Hello and welcome back, or if you are new here welcome! Glad you stopped by! Around here at Humbly Courageous, my hope, as the author of this blog, is that you will get a glimpse into the life of a middle aged woman, a wife and a mother of two, who has lived a lifetime with Muscular Dystrophy. My life experiences from my perspective, and hopefully learn something you didn’t know about disabilities. 

One question that I rarely get asked is, what does Muscular Dystrophy feel like to you. I am often asked what’s wrong with your leg, or why do you walk funny, or comments like yeah I broke my leg once, I know how you feel! However, no one really ever asks me what does it feel like. So, I want to share in case you ever wondered, but were afraid to ask. What exactly does progressive muscle weakness feel like to me?
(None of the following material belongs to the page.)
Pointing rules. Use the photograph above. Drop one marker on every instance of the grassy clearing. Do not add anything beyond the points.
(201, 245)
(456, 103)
Picture a weighted blanket covering your whole body. or picture attaching weights to your ankles, knees, hips, core, shoulders, arms, wrists and going about your normal daily activities. Getting out of bed, showering, exercise, laundry, cleaning, making meals, going to the store, kids sporting events, helping out where a parent should be helping and all the things in between. Doing it every day all day with all the weights. Never getting to remove them, even for a second, because it’s not an option. There are no breaks, no saying, I don’t want to be disabled today.  For me, in the beginning of my life, the blanket wasn’t too heavy. Restrictive definitely, but doable. I walked, I could maneuver stairs very slowly and holding onto a railing, could ride a two wheeled bike like a boss 😎 and generally got around ok. Sure, things required more physical effort than that of a non disabled person, but more of a nuisance than anything. Youth was on my side.

Biker gang

College years and a few years after, the blanket got slightly heavier, and started to feel more all encompassing, but still it was manageable. I worked out, went for walks with my dog, was socially very active, had the energy for it. 

After leaving Tennessee to move back to Indiana, I got pregnant and the blanket, the weight, got considerably heavier, like doubled in weight. Still, I kept going. It was now noticeably more difficult. There was a definite shift. Still doing, but I was starting to unravel a bit. A little internal panic started to set in. 

My first son was born and again, the blanket got heavier. Way heavier, as in tripled by now. It took a while for my disabled body to bounce back from a c-section. My core stability had been messed with, which wasn’t great for me. Plus, the demands on my body of caring for my precious newborn were totally exhausting. Worth it of course!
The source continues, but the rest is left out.